En réponse aux observations formulées par le BIAC, le délégué des États-Unis observe qu’un document de référence vise à être équitable, honnête et sans détour. Les interventions du BIAC donnent selon lui l’impression que le document considéré affirme que les laboratoires pharmaceutiques, avides, sont les entreprises qui réalisent le plus de bénéfices au monde. Le document de référence tente de formuler des propositions créatives quant au moyen d’offrir aux citoyens des services pharmaceutiques qui permettent d’éviter le recours à la solution (dans certains cas) beaucoup plus onéreuse de la chirurgie. Le délégué pose la question de savoir si le niveau de prix actuellement pratiqué est le seul qui puisse rémunérer de manière adéquate les travaux de recherche et développement, ou, en d’autres termes, quels seraient les produits qui disparaîtraient si les laboratoires pharmaceutiques recevaient une compensation un peu moins importante.
La France félicite le Secrétariat pour la qualité de son document et souligne qu’à son avis, le contenu de celui-ci est équilibré et ne comporte pas de prise de position défavorable à l’industrie pharmaceutique.

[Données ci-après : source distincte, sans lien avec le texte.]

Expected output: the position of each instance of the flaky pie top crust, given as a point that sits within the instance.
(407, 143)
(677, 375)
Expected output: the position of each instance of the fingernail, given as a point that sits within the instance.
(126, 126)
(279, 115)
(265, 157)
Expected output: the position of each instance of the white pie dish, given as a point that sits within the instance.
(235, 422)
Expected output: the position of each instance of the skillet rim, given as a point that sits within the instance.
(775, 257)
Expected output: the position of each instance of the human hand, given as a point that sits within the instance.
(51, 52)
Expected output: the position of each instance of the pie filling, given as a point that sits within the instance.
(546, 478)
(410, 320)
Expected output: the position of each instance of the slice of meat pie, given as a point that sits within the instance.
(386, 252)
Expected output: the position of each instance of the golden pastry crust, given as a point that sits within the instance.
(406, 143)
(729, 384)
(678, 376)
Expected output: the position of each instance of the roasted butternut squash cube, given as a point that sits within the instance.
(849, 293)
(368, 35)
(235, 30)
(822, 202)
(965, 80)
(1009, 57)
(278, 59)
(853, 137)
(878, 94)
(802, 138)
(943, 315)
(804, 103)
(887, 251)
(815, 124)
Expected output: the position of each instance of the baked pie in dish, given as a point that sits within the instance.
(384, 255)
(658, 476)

Le délégué de la Commission européenne félicite également le Secrétariat pour son document et observe que l’objet de ce dernier est de proposer une vue d’ensemble du marché pharmaceutique (questions ayant trait à la réglementation antitrust ainsi qu’à la concurrence) de façon à fournir une base de discussion. Le délégué souligne à l’attention du BIAC que les autorités en charge de la concurrence ne sanctionneront jamais une industrie en raison du fait qu’elle réalise des bénéfices, ni une entreprise au motif qu’elle dispose d’un pouvoir de marché, quand bien même elle détiendrait une part de marché de 100 pour cent dans une classe thérapeutique donnée. Le droit de la concurrence vise à empêcher l’utilisation de ce type de pouvoir de marché aux fins de limitation de la concurrence. S’agissant du commerce parallèle et de l’exportation de prix bas, le document met en avant le fait qu’il existe une jurisprudence très importante de la Cour européenne de justice à cet égard (en faveur de la libre circulation des biens) que le délégué de l’industrie n’a pas mentionnée.

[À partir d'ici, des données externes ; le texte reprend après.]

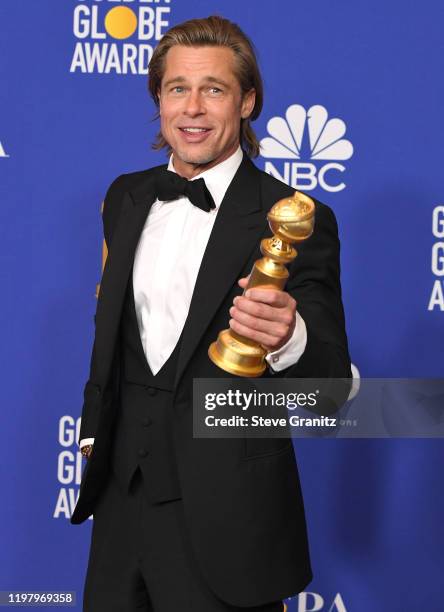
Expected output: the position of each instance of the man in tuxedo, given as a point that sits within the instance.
(183, 523)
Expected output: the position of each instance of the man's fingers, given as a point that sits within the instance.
(270, 343)
(264, 311)
(271, 327)
(273, 297)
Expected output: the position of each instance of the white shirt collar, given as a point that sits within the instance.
(218, 178)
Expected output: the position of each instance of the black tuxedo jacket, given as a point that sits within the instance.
(242, 498)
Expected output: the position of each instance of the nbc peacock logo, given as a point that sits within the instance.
(302, 135)
(2, 151)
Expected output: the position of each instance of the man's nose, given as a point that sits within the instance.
(194, 104)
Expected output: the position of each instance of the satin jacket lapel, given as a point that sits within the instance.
(136, 205)
(239, 224)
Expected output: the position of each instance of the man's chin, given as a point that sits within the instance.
(194, 158)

Le délégué de la Suisse observe, en écho au point de vue exprimé par les États-Unis et par la France, que le contenu du document de référence est équitable. Le document reflète fidèlement la situation existant en Suisse (qui possède une expérience non négligeable dans le domaine des produits pharmaceutiques). Le délégué énonce également le souhait que la discussion ne soit pas centrée sur l’expression de doutes quant à la validité de l’analyse présentée dans le document du Secrétariat.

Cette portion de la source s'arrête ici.